Tidak
sedikitpun terbersit keinginan untuk menjadi seperti Soren Kierkegaard, filsfuf
eksistensialis, dalam kisah cintanya:
meninggalkan perempuan cantik, berkulit putih, bermata bulat, dan hidung
mancung bernama Regina Oslen. Apalagi hendak menumbuhkan rasa cemburu dalam
hati putih kekasihku. Kekhawatiran itulah yang membuatku memberi judul catatan
ini “Jangan Cemburu Kekasih”. Karena tulisan ini akan bercerita tentang rayuan
gombal sahabat perempuanku yang katanya ingin melihat tulisan baru di blogku
ini.
Namanya
Yunita Sani. Mahasiswi Aqidah dan Filsafat angkatan 2010. Parasnya cantik,
ditambah lagi dia seorang perempuan yang cerdas dan tak pernah lelah berusaha
mengajar cita-citanya.
Perempuan
berdarah Bali itu Tiba-tiba—entah disengaja atau tidak atau benar jujur atau
tidak—mengatakan, kalau dirinya suka membaca tulisan di blogku dan juga penuh
kesabaran menunggu akan ada tulisan baru muncul di sana sebagai wakil kisah di
bulan Desember. Tak kubayakangkan ekspresi wajahku yang terkejut mendengar
Ietha (sapaan akrabnya) memintaku untuk menulis lagi. Aku senang dalam
keanehan.
Sejenak
aku berpikir. Mengingat tulisan-tulisan yang pernah aku buat di Mount Rea
Labenniey, Blog Mahasiswa-Kritis-Transformertif mililikku. Setahuku, tulisan di
blogku tidaklah bagus. jauh sekali jika dibanding dengan catatan harian anak
SMA, apalagi kalau disandingkan dengan tarian kreatifitas Goenawan Mohammad
dalam catatan pinggirnya, karyaku seketika akan berada di pojok ruangan jelek
yang teramat sangat. Sungguh tragis dan mengenaskan.
Lalu,
seperti anak kecil yang selalu ditimpa perasaan ingin tahu, kenapa gadis Bali
itu menyukai tulisan tak bagus ini? Jawabannya mungkin karena tulisannya memang
tidak bagus.
Aku
sekedar seorang yang tidak tahu menulis dan pada saat bersamaan hanya memiliki
keinginan yang tak cukup besar untuk menulis. jadi, sudah bisa ditebak, tulisan
yang dihalsikan tidak akan terlalu bagus, bahkan bisa jadi akan sangat jelek. Tapi
bagiku keinginan itu adalah sebuah keberuntungan yang harus kujaga dari
kejahatan bermalas-malasan. Sebagaimana kata sastrawan blasteran Bali-Madura, Achmad
Faqih Mahfudz, “Jogja adalah kota yang enjoy, Jangan pernah berdamai dengan
hidup santai-santai jika ingin berhasil di kota ini. Harus berani bergerak.

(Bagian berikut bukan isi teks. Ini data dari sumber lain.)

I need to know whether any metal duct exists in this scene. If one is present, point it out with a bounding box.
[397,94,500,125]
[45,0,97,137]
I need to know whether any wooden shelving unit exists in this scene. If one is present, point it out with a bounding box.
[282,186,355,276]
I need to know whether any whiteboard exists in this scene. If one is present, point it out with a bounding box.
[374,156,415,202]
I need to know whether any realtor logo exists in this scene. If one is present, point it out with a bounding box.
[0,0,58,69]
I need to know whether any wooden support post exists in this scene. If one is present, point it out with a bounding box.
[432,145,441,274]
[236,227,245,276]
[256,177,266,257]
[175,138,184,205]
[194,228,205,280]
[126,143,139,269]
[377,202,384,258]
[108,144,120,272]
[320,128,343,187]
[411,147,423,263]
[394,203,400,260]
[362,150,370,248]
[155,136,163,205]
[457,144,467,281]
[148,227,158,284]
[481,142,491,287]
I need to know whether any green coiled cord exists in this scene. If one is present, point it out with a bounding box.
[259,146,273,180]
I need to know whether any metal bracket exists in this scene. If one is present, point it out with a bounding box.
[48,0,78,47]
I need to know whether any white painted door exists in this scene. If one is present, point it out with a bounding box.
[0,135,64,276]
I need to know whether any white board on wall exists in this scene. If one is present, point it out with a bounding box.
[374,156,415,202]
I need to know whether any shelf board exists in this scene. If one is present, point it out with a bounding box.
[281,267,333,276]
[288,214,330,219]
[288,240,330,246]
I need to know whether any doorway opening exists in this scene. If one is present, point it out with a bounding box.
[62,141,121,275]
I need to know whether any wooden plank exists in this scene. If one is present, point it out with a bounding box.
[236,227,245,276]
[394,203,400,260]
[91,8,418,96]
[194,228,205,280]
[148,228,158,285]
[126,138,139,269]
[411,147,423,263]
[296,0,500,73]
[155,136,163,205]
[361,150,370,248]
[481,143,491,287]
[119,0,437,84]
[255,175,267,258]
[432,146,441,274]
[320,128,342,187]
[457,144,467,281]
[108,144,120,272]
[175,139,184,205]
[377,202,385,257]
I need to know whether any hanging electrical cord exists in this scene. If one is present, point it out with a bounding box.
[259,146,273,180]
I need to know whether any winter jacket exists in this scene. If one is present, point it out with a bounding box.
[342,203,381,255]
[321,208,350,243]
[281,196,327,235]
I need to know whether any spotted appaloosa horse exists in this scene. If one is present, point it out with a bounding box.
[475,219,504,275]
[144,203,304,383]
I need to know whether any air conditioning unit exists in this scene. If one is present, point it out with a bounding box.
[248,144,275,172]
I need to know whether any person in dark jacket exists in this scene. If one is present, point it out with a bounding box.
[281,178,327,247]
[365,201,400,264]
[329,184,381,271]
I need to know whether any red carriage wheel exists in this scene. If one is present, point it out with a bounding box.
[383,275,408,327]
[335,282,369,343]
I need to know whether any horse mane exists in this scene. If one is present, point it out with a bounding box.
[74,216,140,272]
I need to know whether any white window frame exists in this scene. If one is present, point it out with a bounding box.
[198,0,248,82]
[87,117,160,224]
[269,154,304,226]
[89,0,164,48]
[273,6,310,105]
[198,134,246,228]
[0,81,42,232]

Harus berani memeras keringat”.
Sayangnya
beberapa bulan ini aku tidak pernah lagi menulis—kecuali menulis di facebook
dan twiter: menjadi lelaki yang dijajah sepenuhnya oleh dua jejaring sosial
itu. Beruntung ada kekasihku yang sering mengingatkan untuk menulis puisi dan
catatan harian lagi. Pula, ada teman kelas yang menyuruhku untuk memperbarui
tulisan di blog.
Sekali
lagi teruntuk kekasihku, saat aku menyebut nama Yunita Sani, teman kelasku itu
jangan pernah punya keinginan untuk cemburu padanya. Aku akan tetap menggilmu
dengan “manisku”. Syahadat cintaku masih tetap penyair Syuriah, Nizar Qabbani:
Aku bersaksi bahwasanya tidak ada perempuan selain engkau di hatiku, kekasih.
Jangan
cemburu kekasih, arah cintaku masih padamu. Dan aku ucapkan juga terimakasih
pada Yunita Sani, teman kelasku yang baik hati—mungkin juga suka menabung dari
beasiswa (miskin dan penguatan prodi) yang selalu didapatkan.
Jum’at, 28 Desember 2012
aku selalu terpingkal-pingkal ketika mengunjungi blogmu yik, km lelaki berkacata minus yang jujur dan nakal.